London Saints

West Bromwich Albion 0-1 Saints

Rickie Lambert converts the late penalty that gave Saints all three points.

Rickie Lambert converts the late penalty that gave Saints all three points.

Southampton finished the 2012/13 season with a first team squad that was large enough, and with no real concerns over quality. The problem was, and remains, that so many seem to play in the same position, leaving others a bit light on cover.

With the acquisition of Wanyama, we have nine men who could best be described as midfielders, seven of whom you could rely upon to do a job at any time (well, we all share a few doubts about Guly and Ramirez, don’t we?). On the other hand, the only specialist cover for Clyne is the untried Chambers while the only confident cover for Shaw is Clyne – and Saints entered the week before the season’s opener with both injured.
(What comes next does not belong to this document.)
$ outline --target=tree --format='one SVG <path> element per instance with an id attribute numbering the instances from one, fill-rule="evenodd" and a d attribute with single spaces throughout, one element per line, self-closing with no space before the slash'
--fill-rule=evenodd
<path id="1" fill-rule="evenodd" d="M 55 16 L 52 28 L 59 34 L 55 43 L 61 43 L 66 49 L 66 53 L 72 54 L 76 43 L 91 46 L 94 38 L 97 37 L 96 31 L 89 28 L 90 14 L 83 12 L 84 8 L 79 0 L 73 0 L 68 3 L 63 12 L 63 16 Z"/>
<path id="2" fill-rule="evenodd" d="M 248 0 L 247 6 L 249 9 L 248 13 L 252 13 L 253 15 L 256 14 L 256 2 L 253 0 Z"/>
As it turned out, Shaw made it to line up at West Brom, Chambers made his Premier League debut at right back and Ward-Prowse, Schneiderlin, Wanyama and Lallana were the lucky ones selected in the middle.

It soon looked a safe selection, as Albion struggled to gain much possession, let alone make any impact, and Saints would not have been flattered had they taken a 34th minute lead when Lallana put the ball in the net following Lambert’s knock down. It looked offside at the time, but TV has revealed that only Rodriguez was in an illegal position, and it’s highly debateable whether he was active in the play – the linesman’s raised flag does not reveal his reasoning.

Saints attacked the visiting fans’ end in the second period and soon threatened to break the deadlock, but Rodriguez hit the bar, with the whistle having sounded in any case. Although Wanyama caught the eye with his solid tackling, getting a goal to reward the amount of possession the side enjoyed was a familiar failing from the previous campaign.

Most of us were probably happy enough with a solid but scoreless point before Shaw broke into the box on the stroke of normal time, only to be upended by a clumsy challenge from Mulumbu: although Foster guessed right, Lambert, now the nation’s favourite, found the bottom corner from the spot. Surviving three minutes of added time should have been straightforward, given what had gone before, but a desperate and more direct approach from the home side forced a fine save from Boruc to preserve a rare opening day win.

LSSC Man of the Match: Victor Wanyama, in a close vote. Shame on those who didn’t have the romance to reward Chambers after an excellent first game!